ABSTRACT

The best treatment of each individual cancer patient starts with the best molecular pathological diagnosis. This does not only include appropriate tissue-based classification of a specific disease, it also includes reporting relevant histopathological tumor features (e.g., size, grade, vascular/perineural invasion). Pathological analysis also increasingly includes predictive and prognostic biomarkers. These biomarkers can be at the DNA level (e.g., BRAF mutations in melanoma), RNA level (e.g., Anaplastic Lymphoma Kinase (ALK) translocation in NSCLC) or protein level (overexpression of ALK) or even apply at the epigenetic level (e.g., MethylGuanine DNA MethylTransferase (MGMT) hypermethylation in brain tumors) [1]. For some tumor types (e.g., gastrointestinal stroma tumor (GIST), melanoma, NSCLC, CorloRectalCarcinoma (CRC)), genetic analysis has become recommended in advanced disease stages.

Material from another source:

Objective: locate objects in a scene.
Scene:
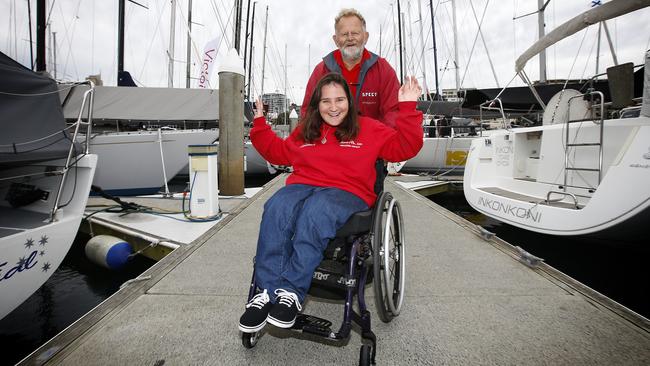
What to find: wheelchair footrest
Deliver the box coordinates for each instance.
[293,314,335,338]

The awareness that the basis of cancer (including biological course and drug response) is determined by the genetic make-up of the cancer cells led to the development and application of broader sequencing assays, shifting from single hotspot mutation analysis (e.g., Sanger sequencing for KRAS mutations) to multiplex (next generation) gene sequencing. In an ideal world, the more DNA information (i.e., sequence data obtained), the better the disease prediction can be made. In reality, despite progress in biomarker exploration, especially though fundamental research, there is still an unmet need to detect more selective biomarkers in precision/personalized cancer treatment. In this section we briefly describe the most commonly used genetic/genomic sequencing approaches currently used in pathology practice and speculate on the future of pathology sequencing.